La Autoridad Nacional del Agua (ANA) y la Gerencia Regional del Ambiente de La Libertad confirmaron en un informe técnico que la contaminación avanza sin control, producto de la minería ilegal que opera al margen de la ley y con la pasividad del Estado.
Una cuenca herida
Lo que hace décadas las comunidades defendieron con marchas y protestas —el agua limpia para vivir y cultivar— hoy se encuentra amenazado por relaveras sin remediar, pasivos ambientales desbordados y descargas tóxicas que han acidificado los suelos agrícolas.
“Hoy, las mismas fuentes de agua que se defendieron a capa y espada están contaminadas”, advirtió José de Romaña, director del Instituto Peruano de Cambio Climático (IPCH).

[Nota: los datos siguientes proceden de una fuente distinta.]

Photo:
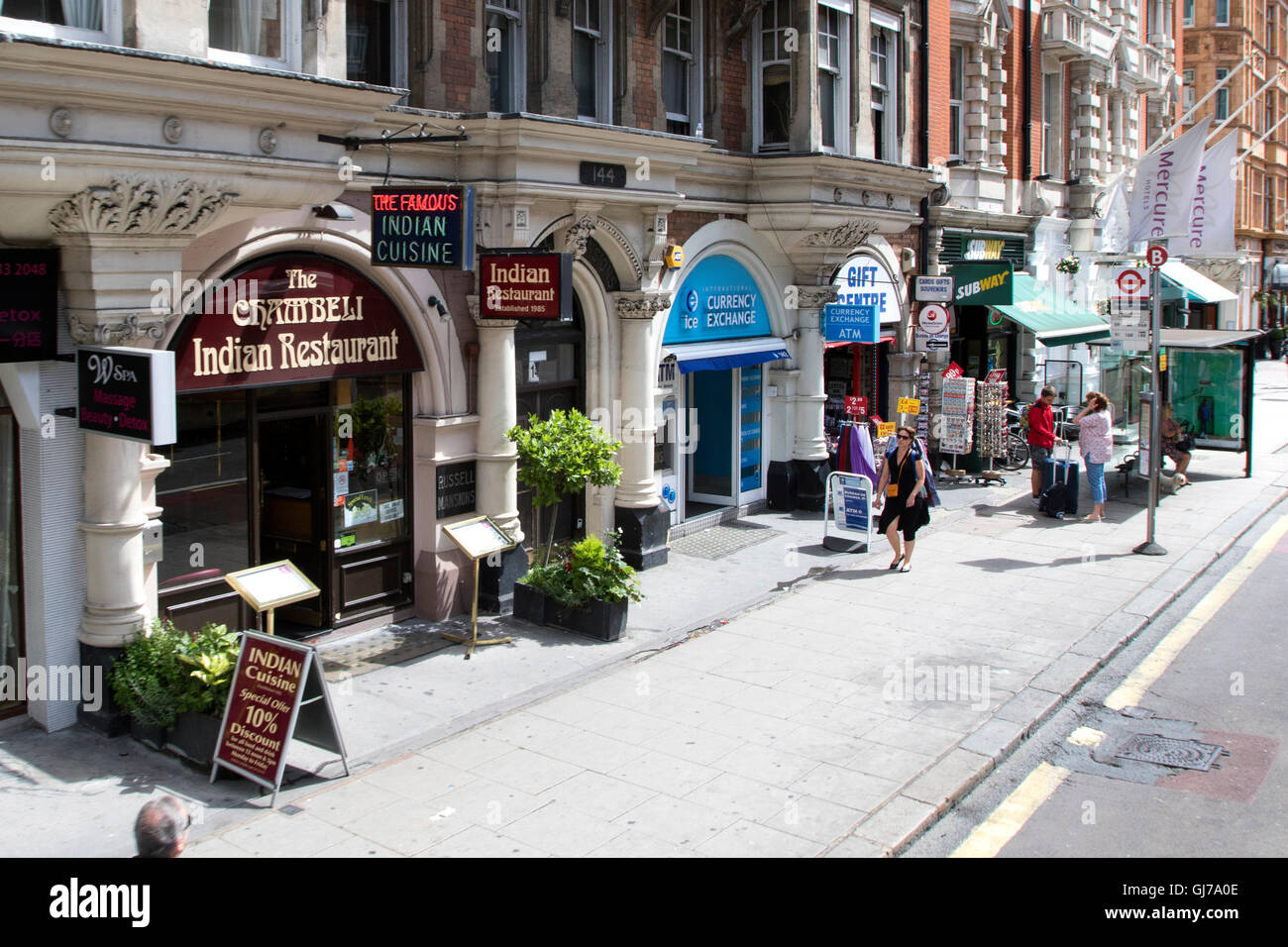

De Piura a Cajamarca: el patrón se repite
El problema no se limita a La Libertad. En Tambogrande (Piura), así como en Cajamarca y Celendín, territorios que alguna vez alzaron la voz para defender sus ríos y lagunas, la minería ilegal avanza disfrazada de “formalización”.
Las consecuencias son similares: agua contaminada, suelos degradados, ganadería afectada y comunidades que ya no confían en las promesas de desarrollo.